By far the most common of the judicial exceptions—and the most elusive–is the abstract idea. Further to our recent report, abstract idea rejections are ubiquitous across all tech centers. They also get appealed in every tech center, but the reversal rate is far from uniform. The following shows the numbers and reversal rates of each tech center over the course of the past year and a half. We discuss two noteworthy tech centers.
The first noteworthy tech center is 3600, where the bulk of the abstract idea appeals take place. This tech center, home to much of the USPTO’s business methods/software applications, has a very low reversal rate: 14%. In fact, the large volume of appeals in this tech center alone seems to substantially drag down the entire overall abstract idea reversal rate. See below graph.
The second noteworthy tech center is 1600. Even though the overall reversal rate has gone down since our last report (17% to 16%), tech center 1600, home to the biotech and pharma technical art, has actually solidified at a much higher rate. Specifically, this tech center’s reversal rate has increased from a rate of 28% to 37%. Even while having a limited sample size of 35 abstract idea decisions, this finding is significant. The probability that this reversal rate is higher just due to chance is quite low.

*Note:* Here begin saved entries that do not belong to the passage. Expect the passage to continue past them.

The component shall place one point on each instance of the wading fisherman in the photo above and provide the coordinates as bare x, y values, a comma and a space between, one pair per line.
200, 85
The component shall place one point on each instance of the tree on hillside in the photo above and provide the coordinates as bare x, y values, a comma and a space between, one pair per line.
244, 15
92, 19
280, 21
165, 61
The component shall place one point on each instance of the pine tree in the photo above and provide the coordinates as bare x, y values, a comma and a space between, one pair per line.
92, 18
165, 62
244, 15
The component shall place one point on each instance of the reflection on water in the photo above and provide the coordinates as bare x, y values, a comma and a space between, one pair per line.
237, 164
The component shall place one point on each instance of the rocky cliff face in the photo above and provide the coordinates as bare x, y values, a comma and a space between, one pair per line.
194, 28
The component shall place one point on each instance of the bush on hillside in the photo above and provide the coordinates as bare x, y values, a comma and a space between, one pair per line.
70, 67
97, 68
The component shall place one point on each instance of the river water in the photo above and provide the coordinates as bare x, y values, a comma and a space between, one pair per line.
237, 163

Why the higher-than-normal reversal rate in biotech? A couple possible reasons. First, possibly most intuitively, Examiners in the biotech/pharma technical space may be issuing and maintaining bad abstract idea rejections more frequently than Examiners in other tech centers, forcing the applicant to appeal. And the judges that are deciding these appealed applications are siding with the appellant more often than in other tech centers.
To the defense of Examiners in tech center 1600, the abstract idea doctrine is not as developed in the biotech/pharma space as other technologies. More prominent patent-eligibility cases in this technical space have focused on the other judicial exceptions: laws of nature (Mayo) and naturally occurring phenomena (Myriad). The lack of much abstract idea case law in biotech may create a blurry boundary line between patent-eligible inventions and patent-ineligible abstract ideas. Plus, with the infusion of computer-technology into life sciences, the applicability of other abstract idea case law has added further complexity to the analysis. Thus, Examiners may feel restricted in allowing a case, waiting for a Federal Circuit to provide a green light to support their position. But the Board seems not to be waiting around. Instead, the Board appears to be supporting the appellant’s position more often than in other tech centers, at least by saying that the Examiner has not met his/her burden of showing patent-ineligibility.

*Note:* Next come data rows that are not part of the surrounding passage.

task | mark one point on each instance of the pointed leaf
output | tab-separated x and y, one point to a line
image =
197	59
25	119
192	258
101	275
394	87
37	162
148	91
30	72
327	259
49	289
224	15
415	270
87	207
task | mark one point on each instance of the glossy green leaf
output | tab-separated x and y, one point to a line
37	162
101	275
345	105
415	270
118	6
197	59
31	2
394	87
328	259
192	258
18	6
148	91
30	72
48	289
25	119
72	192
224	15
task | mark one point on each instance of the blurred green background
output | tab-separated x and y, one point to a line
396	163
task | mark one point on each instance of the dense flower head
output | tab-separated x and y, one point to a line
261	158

The second reason is that biotech/pharma applicants may have high stakes and/or resources to devote to pursuing broad claims than others (e.g., software applications). Compare these stakes and resources with where the bulk of abstract idea rejections on appeal come from, tech center 3600, where many of the business method applications reside. It is possible that biotech applicants are more motivated and less discouraged from winning on appeal. And as has been shown, not all appellants are equally successful in overturning abstract idea rejections on appeal. And perhaps the applicant or the counsel are driving strategy that fosters a more favorable appeal outcome for abstract ideas.
The USPTO will continue to struggle to strike the right balance between what is patent-eligible subject matter, but having the right appeals data from Anticipat Research can cut right to the heart of how specific grounds of rejection are being overturned on appeal. Even if the reason why remains elusive, biotech/pharma appears to be fertile room to appeal an unreasonable abstract idea rejection.